Smoother Transitions for Children on the Autism Spectrum
Five strategies to ease movement from one task to another.
Posted December 3, 2019 | Reviewed by Jessica Schrader
A "transition" occurs when a child has to move from one task or situation to another. Children are required to make multiple transitions during the day.
Daily transitions include getting ready in the morning, going off to school, moving from class to class, going to and returning from after school activities, having dinner, starting homework, and getting ready for bed. Within each of these larger transitions, a child has to make multiple mini-transitions.
Most children can negotiate transitions without much difficulty. If a child does protest, it is usually because they are being asked to move from a desirable activity to a less desirable activity (any parent who has asked a child to put down a video game to start homework knows what I am talking about!)
However, for children on the spectrum, transitions (of all types) can be quite challenging. Even relatively straightforward directions such as, "Get your shoes on. It's time to go," or "Get your book out and turn to page 20," may need to be repeated multiple times before a child does what is required.
With autism, the difficulty with making transitions is not intentional. Instead, the child struggles with making the cognitive adjustments necessary to move on. As a consequence, transitions in autism are often plagued with stress, anxiety, and frustration.
Why Are Transitions so Difficult for Kids with Autism?
Kids on the autism spectrum can become very intensely engaged in what they are doing or thinking about. This can be a great strength, reflecting persistence and contributing to the child's deep knowledge of a subject. However, this trait can create challenges when the child is required to stop one task and move on to another. The child essentially becomes "stuck" in a task and monumental effort is required to pull them out of it.
Additionally, the neuropsychological process known as the 'Executive Function' is heavily involved in making transitions. This function helps the brain to shift and reallocate attention and other brain resources when required. In autism, there are often gaps in this system. Because of these gaps, the brain may struggle with stopping one task and transferring attention and other thought processes onto another.
5 Ways to Make Transitions Smoother for Kids on the Autism Spectrum
Although transitions can be challenging for kids on the autism spectrum, there are strategies that can help to make them smoother including:
1. Give advance notice before a transition is going to occur.
Announcing that it's time to switch gears without providing any notice can be quite distressful for a child on the spectrum. Advance notice helps the brain to get ready to shift to another task thereby relieving anxiety.
2. Use visual supports.
Time can be an abstract concept so when referring to time to help with a transition it often helps to represent it visually. You can use a simple egg timer or any number of higher-tech visual timers such as visual clocks on phone apps. Alternatively, you can avoid references to time by showing the child a visual representation of what's coming next. Such supports can be delivered through a visually-supported schedule or by presenting drawings or photographs of the upcoming task.

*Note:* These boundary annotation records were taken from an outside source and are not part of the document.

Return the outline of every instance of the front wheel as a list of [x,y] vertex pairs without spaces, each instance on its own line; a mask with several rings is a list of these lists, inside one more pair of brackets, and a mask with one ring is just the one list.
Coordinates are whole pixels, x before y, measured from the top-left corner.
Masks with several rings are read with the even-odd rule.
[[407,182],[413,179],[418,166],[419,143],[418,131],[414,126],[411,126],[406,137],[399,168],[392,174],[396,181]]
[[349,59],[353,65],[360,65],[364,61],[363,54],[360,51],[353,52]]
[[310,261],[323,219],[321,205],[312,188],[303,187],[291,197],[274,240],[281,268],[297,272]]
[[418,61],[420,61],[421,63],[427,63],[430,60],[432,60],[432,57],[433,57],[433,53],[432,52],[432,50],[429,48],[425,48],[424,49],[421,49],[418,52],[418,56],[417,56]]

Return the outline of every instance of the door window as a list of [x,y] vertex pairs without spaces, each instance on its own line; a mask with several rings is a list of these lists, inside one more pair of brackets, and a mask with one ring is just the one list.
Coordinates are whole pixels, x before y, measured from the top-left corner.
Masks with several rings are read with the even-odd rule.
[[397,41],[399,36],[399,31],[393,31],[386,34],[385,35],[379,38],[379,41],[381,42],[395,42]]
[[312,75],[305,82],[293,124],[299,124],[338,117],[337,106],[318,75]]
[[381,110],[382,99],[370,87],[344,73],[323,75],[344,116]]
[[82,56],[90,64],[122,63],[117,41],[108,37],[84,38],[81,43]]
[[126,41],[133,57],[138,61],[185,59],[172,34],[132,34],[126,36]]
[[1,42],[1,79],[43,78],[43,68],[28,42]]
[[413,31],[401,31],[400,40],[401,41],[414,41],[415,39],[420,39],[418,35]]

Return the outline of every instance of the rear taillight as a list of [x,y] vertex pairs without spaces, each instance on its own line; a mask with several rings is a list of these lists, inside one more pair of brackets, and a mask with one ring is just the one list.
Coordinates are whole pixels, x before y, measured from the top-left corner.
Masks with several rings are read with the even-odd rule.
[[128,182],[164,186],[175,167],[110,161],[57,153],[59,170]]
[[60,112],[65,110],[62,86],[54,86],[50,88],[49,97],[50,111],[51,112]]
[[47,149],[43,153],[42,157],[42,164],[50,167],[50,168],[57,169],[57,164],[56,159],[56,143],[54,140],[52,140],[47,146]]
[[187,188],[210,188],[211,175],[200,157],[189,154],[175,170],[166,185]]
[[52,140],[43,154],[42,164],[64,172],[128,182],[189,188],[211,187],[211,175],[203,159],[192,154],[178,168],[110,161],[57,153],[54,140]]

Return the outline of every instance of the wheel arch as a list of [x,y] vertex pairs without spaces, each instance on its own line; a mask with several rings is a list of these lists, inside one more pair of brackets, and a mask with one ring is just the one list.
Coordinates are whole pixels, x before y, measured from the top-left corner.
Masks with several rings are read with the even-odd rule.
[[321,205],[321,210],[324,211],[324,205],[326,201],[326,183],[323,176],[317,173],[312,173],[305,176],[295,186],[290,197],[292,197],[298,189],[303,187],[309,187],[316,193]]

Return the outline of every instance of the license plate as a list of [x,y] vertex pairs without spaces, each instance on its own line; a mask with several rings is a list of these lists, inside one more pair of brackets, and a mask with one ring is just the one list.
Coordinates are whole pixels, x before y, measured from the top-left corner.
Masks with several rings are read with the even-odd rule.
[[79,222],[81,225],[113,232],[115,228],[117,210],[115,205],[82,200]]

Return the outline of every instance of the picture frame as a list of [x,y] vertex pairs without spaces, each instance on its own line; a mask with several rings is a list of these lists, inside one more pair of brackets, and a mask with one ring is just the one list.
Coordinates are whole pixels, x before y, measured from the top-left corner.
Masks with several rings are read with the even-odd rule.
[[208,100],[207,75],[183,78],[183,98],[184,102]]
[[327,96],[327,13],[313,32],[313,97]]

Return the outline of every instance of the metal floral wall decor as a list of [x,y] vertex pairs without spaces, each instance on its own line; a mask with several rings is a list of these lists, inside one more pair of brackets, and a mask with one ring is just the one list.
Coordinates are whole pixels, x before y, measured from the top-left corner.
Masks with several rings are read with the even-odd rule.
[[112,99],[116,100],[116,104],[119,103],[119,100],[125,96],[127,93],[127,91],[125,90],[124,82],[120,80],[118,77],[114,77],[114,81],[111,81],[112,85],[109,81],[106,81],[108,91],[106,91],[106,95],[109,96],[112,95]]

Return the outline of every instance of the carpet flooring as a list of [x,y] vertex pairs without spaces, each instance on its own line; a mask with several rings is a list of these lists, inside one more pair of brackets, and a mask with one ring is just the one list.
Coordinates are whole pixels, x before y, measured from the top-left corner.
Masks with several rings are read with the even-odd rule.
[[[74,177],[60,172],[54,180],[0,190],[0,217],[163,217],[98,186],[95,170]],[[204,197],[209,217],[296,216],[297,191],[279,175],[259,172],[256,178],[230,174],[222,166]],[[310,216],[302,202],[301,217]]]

3. Use structure and consistency.
Structure and consistency will help reduce the amount of work that the brain needs to do to make a transition. It helps to keep materials for upcoming tasks in an easily identifiable and consistent place. Keeping the general order of daily tasks consistent can also help to make transitions become more automatic.
4. Use reduced language.
When children are having difficulty with making transitions there is a temptation to use language to try to move them along. This often backfires for kids on the spectrum. More language can lead to verbal overload which will only increase anxiety and make the transition take even longer to occur.
Instead, use a few keywords when asking a child to make a transition. This is referred to as 'reduced language'. Reduced language clarifies expectations without overloading the brain with irrelevant information.
For example, consider the difference between the two sets of directions:
"Come on. Get your socks and shoes on because we are going over to Auntie Mary's for your cousin's birthday party and don't forget what happened last time when we were late and they started without us and we didn't get any cake!"
"Time for your cousin's party. Socks and shoes on" (parent holds up socks and shoes).
With Example A, there was an unnecessary reference to the past and an emotional appeal that just wasn't useful.
Example B made one short reference to what the transition was (going to the party), one short reference to what needed to be done to start the transition (socks and shoes on), and simple visual support (holding up the socks and shoes)
Please note: you do not want or need to talk to your child or student like this all of the time—only when you need to get a point across clearly.
5. Provide light praise for good transitions.
Gently point out when the child has made a good transition and briefly point out why that is a positive. This will encourage your child to be more receptive to working on making quicker transitions.
- Transitions can be challenging for children on the autism spectrum.
- There are strategies that can help to make transitions smoother thereby relieving distress and frustration.